United States Capitol Police (USCP) Officer Brian D. Sicknick was pronounced dead Thursday evening after succumbing to injuries he sustained in a violent clash with demonstrators during a “Stop the Steal” rally at the U.S. Capitol on Wednesday.
USCP confirmed Sicknick’s death in a press release, stating his death would be investigated as a homicide by the D.C. Metropolitan Police Department’s Homicide Branch, the USCP, and other federal agencies.
“Officer Sicknick was responding to the riots on Wednesday, January 6, 2021, at the U.S. Capitol and was injured while physically engaging with protesters,” the USCP read. “He returned to his division office and collapsed. He was taken to a local hospital where he succumbed to his injuries.”
Sicknick joined the USCP in July 2008 and was most recently assigned to the department’s First Responder Unit.
“The entire USCP Department expresses its deepest sympathies to Officer Sicknick’s family and friends on their loss, and mourns the loss of a friend and colleague,” the USCP said.
Sicknick’s death is the fifth stemming from the violent clashes at the Capitol on Wednesday.
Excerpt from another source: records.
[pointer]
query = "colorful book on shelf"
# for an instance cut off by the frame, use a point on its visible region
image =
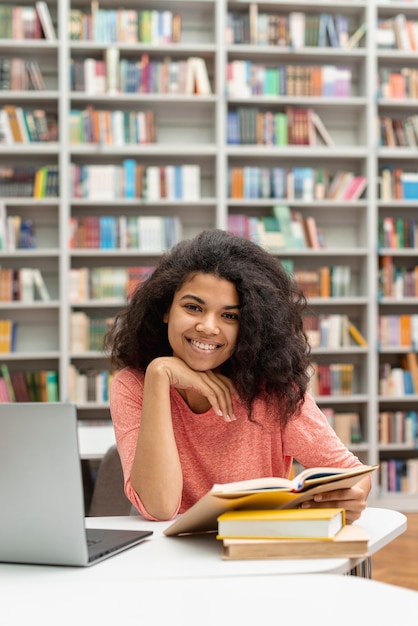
(48, 28)
(355, 333)
(281, 524)
(263, 493)
(351, 542)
One woman, since identified as U.S. Air Force veteran Ashli Babbit, was fatally shot by a USCP Officer. Another woman and two men died after what Metropolitan Police Department (MPD) officials described as “medical emergencies.”
In a separate Thursday statement, USCP Chief Steven Sund said 50 Capitol police and Metropolitan police officers were injured and several USCP officers are hospitalized with serious injuries.
Sund said, “The USCP had a robust plan established to address anticipated First Amendment activities. But make no mistake – these mass riots were not First Amendment activities; they were criminal riotous behavior.”
USCP arrested 14 people for unlawful entry at the Capitol on Wednesday, and Acting MPD Chief Robert Contee said at least 52 total people were arrested in connection with the incident at the Capitol, including 26 total on Capitol grounds.
Law enforcement agencies arrested four people for carrying pistols without licenses, and one arrest for possession of a prohibited weapon. Police also found two pipe bombs, one outside the Democratic National Committee office and the other outside the Republican National Committee office.
Law enforcement also found a vehicle parked on Capitol grounds with a cooler containing a long-gun and a Molotov cocktail incendiary device.
On Wednesday, President Donald Trump recorded a video statement calling on demonstrators to leave the Capitol. In his video, Trump reiterated his disputes of the 2020 election results, saying “We had an election that was stolen from us. It was a landslide election and everyone knows it, especially the other side, but you have to go home now. We have to have peace. We have to have law and order. We have to respect our great people in law [enforcement]. We don’t want anybody hurt.”
Twitter and Facebook both locked Trump’s accounts and removed links to his video statement.
In a White House statement Thursday, Trump said, “Like all Americans, I am outraged by the violence, lawlessness and mayhem. I immediately deployed the National Guard and federal law enforcement to secure the building and expel the intruders. America is and must always be a nation of law and order.”